Storage Guide¶

This guide helps you choose and configure persistent storage for Kubernetes clusters running on TrueNAS via the Omni infrastructure provider.

Longhorn with a dedicated data disk is the default storage approach. We chose Longhorn over NFS because NFS has significant networking complexity (firewall rules, port 2049 reachability, subnet auto-detection), many critical applications cannot run on NFS at all (see incompatibility list below), and NFS volumes cannot be snapshotted or backed up with standard Kubernetes tools like Velero CSI snapshots. Longhorn gives you block storage, built-in snapshots, S3 backup, and zero TrueNAS-side dependencies. NFS auto-storage remains available as an opt-in alternative for simple read-heavy workloads.

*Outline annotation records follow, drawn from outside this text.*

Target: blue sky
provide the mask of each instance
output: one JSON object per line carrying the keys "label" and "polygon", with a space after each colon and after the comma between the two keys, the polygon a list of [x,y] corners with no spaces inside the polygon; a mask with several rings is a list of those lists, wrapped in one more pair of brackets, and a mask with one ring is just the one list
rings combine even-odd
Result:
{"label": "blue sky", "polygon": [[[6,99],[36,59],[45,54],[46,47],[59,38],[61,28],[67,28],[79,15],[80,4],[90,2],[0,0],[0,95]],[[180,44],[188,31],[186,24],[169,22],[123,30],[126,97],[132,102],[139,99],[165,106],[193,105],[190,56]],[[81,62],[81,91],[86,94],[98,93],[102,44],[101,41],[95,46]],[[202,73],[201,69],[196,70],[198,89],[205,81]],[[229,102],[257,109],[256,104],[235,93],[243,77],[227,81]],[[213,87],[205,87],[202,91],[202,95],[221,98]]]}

Choosing a Storage System¶

Software That Does Not Support NFS¶

Many popular Kubernetes workloads explicitly require block storage or are known to corrupt data on NFS. If you plan to run any of these, you must use Longhorn (or another block storage provider):

Software	Why NFS Fails
PostgreSQL / CloudNativePG	NFS file-locking semantics cause WAL corruption, timeouts, and data loss under concurrent writes. CloudNativePG docs explicitly recommend local/block storage.
Elasticsearch / OpenSearch	Lucene relies on filesystem behavior NFS does not provide. Elastic explicitly states NFS is not supported -- data corruption and index failures will occur.
Redis Enterprise	Redis docs state NFS is not supported -- requires block storage with EXT4/XFS. NFS locking is incompatible with Redis persistence.
MongoDB	Data directories fail to persist correctly on NFS. Missing subdirectories and silent data loss reported in Kubernetes NFS deployments.
OpenBao / Vault	Raft consensus storage requires consistent fsync semantics. NFS cannot guarantee the write ordering that Raft needs for safe leader election and log replication. Use block storage with integrated Raft, or Consul as the backend.
etcd	Requires low-latency, fdatasync-safe storage. NFS latency and locking cause leader election failures and cluster instability.
Loki (log aggregation)	Grafana docs warn against NFS for Loki -- shared filesystem causes "a bad experience." Production Loki should use S3 or block storage.
Prometheus	TSDB requires consistent block writes. NFS adds latency that causes scrape timeouts and compaction failures under load.
MySQL / MariaDB	InnoDB requires `O_DIRECT` and `fsync` guarantees that NFS does not reliably provide, leading to silent corruption on crash recovery.
CockroachDB / TiDB	Distributed SQL databases with Raft consensus -- same fsync requirements as etcd. NFS breaks replication consistency.

General rule: If the software uses a write-ahead log (WAL), Raft consensus, or Lucene indexing, it will not work reliably on NFS.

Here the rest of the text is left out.